Apologetics in a Secular Age

Apologetics in a Secular Age May 9, 2016

In his summary of Charles Taylor’s A Secular Age, James KA Smith observes how apologetics accommodates to the social imaginary of the secular age. Apologetic responses to secularism have too often “conceded the game; that is, the responses to this diminishment of transcendence already accede to it in important ways” (How (Not) To Be Secular, 51). He quotes Taylor saying, “the great apologetic effort called forth by this disaffection itself narrowed its focus so drastically. It barely invoked the saving action of Christ, nor did it dwell on the life of devotion and prayer, although the seventeenth century was rich in this. The arguments turned exclusively on demonstrating God as Creator, and showing his Providence” (quoted, 51; from Taylor, 225).

Instead of defending Christianity in particular, apologetes defended generic theism. As Smith puts it, “the particularities of specifically Christian belief are diminished to try to secure a more general deity – as if saving some sort of transcendence will suffice” (51). This is a tale told in detail in Michael Buckley’s At the Origin of Modern Atheism.

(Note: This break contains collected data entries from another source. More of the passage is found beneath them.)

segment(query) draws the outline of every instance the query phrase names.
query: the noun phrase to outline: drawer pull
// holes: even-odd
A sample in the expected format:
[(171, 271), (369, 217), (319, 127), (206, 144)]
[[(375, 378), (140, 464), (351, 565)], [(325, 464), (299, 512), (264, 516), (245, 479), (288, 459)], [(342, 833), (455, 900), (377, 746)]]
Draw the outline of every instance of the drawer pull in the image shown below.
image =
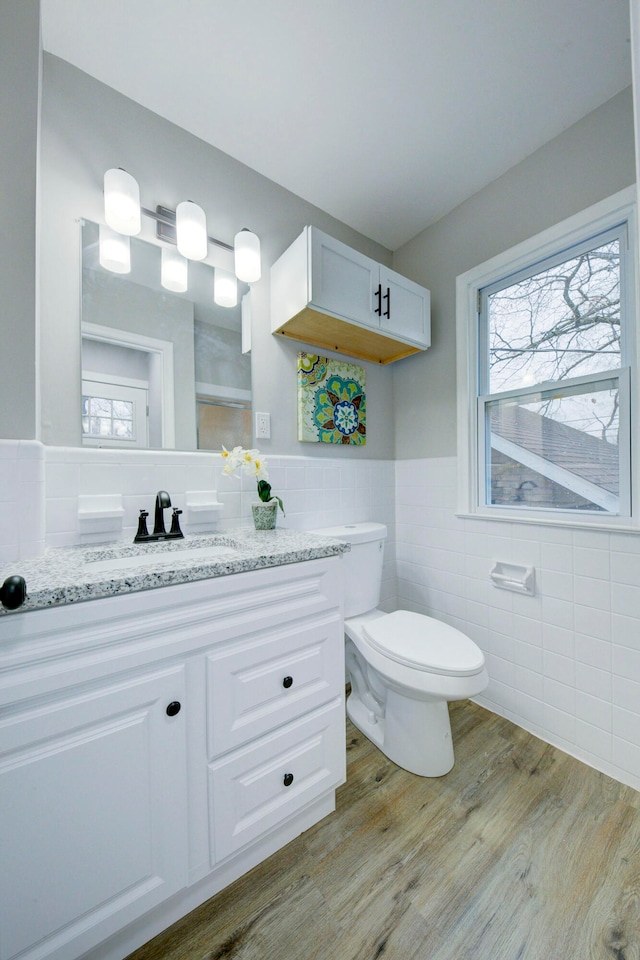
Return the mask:
[(167, 707), (167, 716), (175, 717), (177, 713), (180, 713), (180, 701), (172, 700), (169, 706)]
[(285, 787), (290, 787), (291, 784), (293, 783), (293, 774), (292, 774), (292, 773), (285, 773), (284, 779), (283, 779), (282, 782), (284, 783)]
[(285, 690), (288, 690), (292, 683), (293, 677), (285, 677), (282, 681), (282, 686), (285, 688)]

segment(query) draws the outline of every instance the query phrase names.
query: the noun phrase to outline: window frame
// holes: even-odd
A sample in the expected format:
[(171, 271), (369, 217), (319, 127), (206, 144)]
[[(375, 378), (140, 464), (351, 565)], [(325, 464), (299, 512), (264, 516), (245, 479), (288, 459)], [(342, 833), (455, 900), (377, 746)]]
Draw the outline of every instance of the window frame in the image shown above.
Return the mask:
[[(484, 458), (481, 456), (480, 443), (483, 425), (480, 423), (479, 410), (482, 398), (486, 401), (500, 396), (511, 396), (518, 391), (481, 394), (484, 386), (481, 377), (480, 350), (486, 348), (486, 332), (480, 329), (480, 298), (486, 295), (487, 288), (503, 281), (510, 281), (526, 272), (535, 272), (537, 264), (558, 257), (570, 259), (572, 250), (598, 238), (626, 223), (626, 244), (621, 245), (621, 258), (626, 263), (627, 282), (621, 289), (621, 366), (609, 370), (603, 376), (619, 377), (623, 393), (628, 393), (628, 405), (621, 415), (621, 430), (625, 417), (629, 424), (629, 447), (620, 445), (620, 483), (621, 507), (625, 492), (629, 497), (629, 514), (615, 516), (600, 512), (545, 510), (520, 505), (491, 505), (482, 502), (481, 491), (485, 488), (486, 478), (481, 468)], [(483, 519), (509, 520), (511, 522), (548, 523), (559, 526), (608, 527), (610, 529), (639, 529), (638, 501), (638, 458), (640, 437), (635, 438), (631, 427), (640, 422), (638, 417), (638, 343), (636, 336), (636, 304), (638, 301), (638, 260), (637, 260), (636, 192), (629, 187), (607, 198), (581, 213), (562, 221), (515, 247), (479, 264), (456, 280), (456, 338), (457, 338), (457, 407), (458, 407), (458, 515)], [(623, 250), (623, 247), (625, 248)], [(564, 254), (566, 253), (566, 257)], [(544, 266), (541, 267), (544, 269)], [(628, 368), (628, 373), (625, 372)], [(596, 382), (599, 374), (567, 379), (567, 386), (579, 381)], [(545, 384), (535, 389), (544, 389)], [(525, 392), (531, 392), (527, 388)], [(622, 396), (622, 394), (621, 394)], [(625, 475), (623, 476), (623, 470)], [(626, 491), (625, 491), (626, 486)], [(634, 496), (635, 493), (635, 496)]]

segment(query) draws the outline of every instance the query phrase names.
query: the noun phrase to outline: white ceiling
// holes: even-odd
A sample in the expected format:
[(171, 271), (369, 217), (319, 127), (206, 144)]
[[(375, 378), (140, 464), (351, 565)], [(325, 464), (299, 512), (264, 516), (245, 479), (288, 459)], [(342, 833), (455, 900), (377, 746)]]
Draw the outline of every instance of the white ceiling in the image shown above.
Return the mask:
[(628, 0), (42, 0), (42, 32), (391, 250), (631, 82)]

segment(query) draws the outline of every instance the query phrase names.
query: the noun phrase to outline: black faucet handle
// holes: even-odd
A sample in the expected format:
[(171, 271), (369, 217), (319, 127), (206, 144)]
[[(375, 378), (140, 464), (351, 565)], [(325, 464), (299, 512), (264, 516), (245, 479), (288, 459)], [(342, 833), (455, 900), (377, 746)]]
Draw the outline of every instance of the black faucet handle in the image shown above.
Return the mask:
[(184, 533), (180, 529), (180, 514), (182, 510), (178, 510), (177, 507), (173, 508), (173, 513), (171, 515), (171, 536), (173, 537), (184, 537)]
[(149, 531), (147, 530), (147, 517), (149, 516), (148, 510), (141, 510), (140, 516), (138, 517), (138, 532), (133, 538), (133, 542), (137, 543), (138, 540), (146, 540), (149, 536)]

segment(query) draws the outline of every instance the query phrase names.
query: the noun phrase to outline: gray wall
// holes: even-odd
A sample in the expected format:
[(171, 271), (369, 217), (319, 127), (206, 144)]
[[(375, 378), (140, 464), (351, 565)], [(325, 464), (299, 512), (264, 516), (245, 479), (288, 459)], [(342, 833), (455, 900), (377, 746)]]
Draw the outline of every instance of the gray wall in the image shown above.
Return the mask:
[(396, 458), (456, 453), (458, 274), (628, 187), (634, 165), (629, 87), (396, 251), (432, 311), (431, 348), (393, 369)]
[[(250, 227), (262, 240), (263, 278), (252, 287), (254, 410), (271, 413), (265, 453), (328, 456), (336, 447), (297, 440), (296, 344), (272, 336), (269, 267), (312, 223), (385, 264), (391, 254), (255, 171), (163, 120), (62, 60), (45, 54), (42, 166), (42, 439), (75, 444), (80, 396), (80, 229), (100, 221), (102, 179), (122, 166), (140, 183), (142, 205), (199, 203), (209, 232), (230, 242)], [(148, 223), (148, 221), (147, 221)], [(226, 255), (228, 256), (228, 255)], [(230, 265), (230, 264), (227, 264)], [(340, 456), (388, 458), (393, 449), (393, 373), (367, 367), (367, 445)]]
[(39, 0), (0, 2), (0, 437), (37, 437)]
[(196, 380), (251, 390), (251, 357), (242, 353), (242, 336), (213, 323), (194, 323)]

Secularism seeps into Christian apologetics in other ways as well. The modern self – what Taylor describes as the “buffered” self as opposed to the “porous” self of pre-modern Christianity – is detached from the world, rather than embedded in a world that is in turn embedded in God and His work. The buffered self is able to transcend limitations; only a buffered self can adopt a “view from nowhere,” only a buffered self works on the pretense that it can survey the whole of the world.

The rise of theodicy is one result. Taylor writes, “Once we claim to understand the universe, and how it works; once we even try to explain how it works by invoking its being created for our benefit, then this explanation is open to clear challenge: We know how things go, and we know why they were set up, and we can judge whether the first meets the purpose defined in the second” (Smith, 65; quoting Taylor, 306). No mysteries remain to the transcendent buffered self; even the problem of evil can be explained. The rise of “worldview” is another. As Smith put it, what has changed is “precisely the emergence of the disengaged, ‘world picture’ confidence in our powers of exhaustive surveillance” (65).

What’s left out of this account is the role of revelation. Since it comes from the God does possess exhaustive surveillance, it provides a glimpse into the God’s-eye view of the world. Ultimately, this just moves Taylor’s (and Smith’s) point back a step, because human beings don’t have exhaustive and infallible knowledge of revelation. We can no more survey the whole of the Bible at a glance than we can survey the whole of reality.

So the point stands: the buffered self adopts a “world picture” or a “worldview.” And talk of worldview can unwittingly support the anthropology of the very secularism it aims to refute.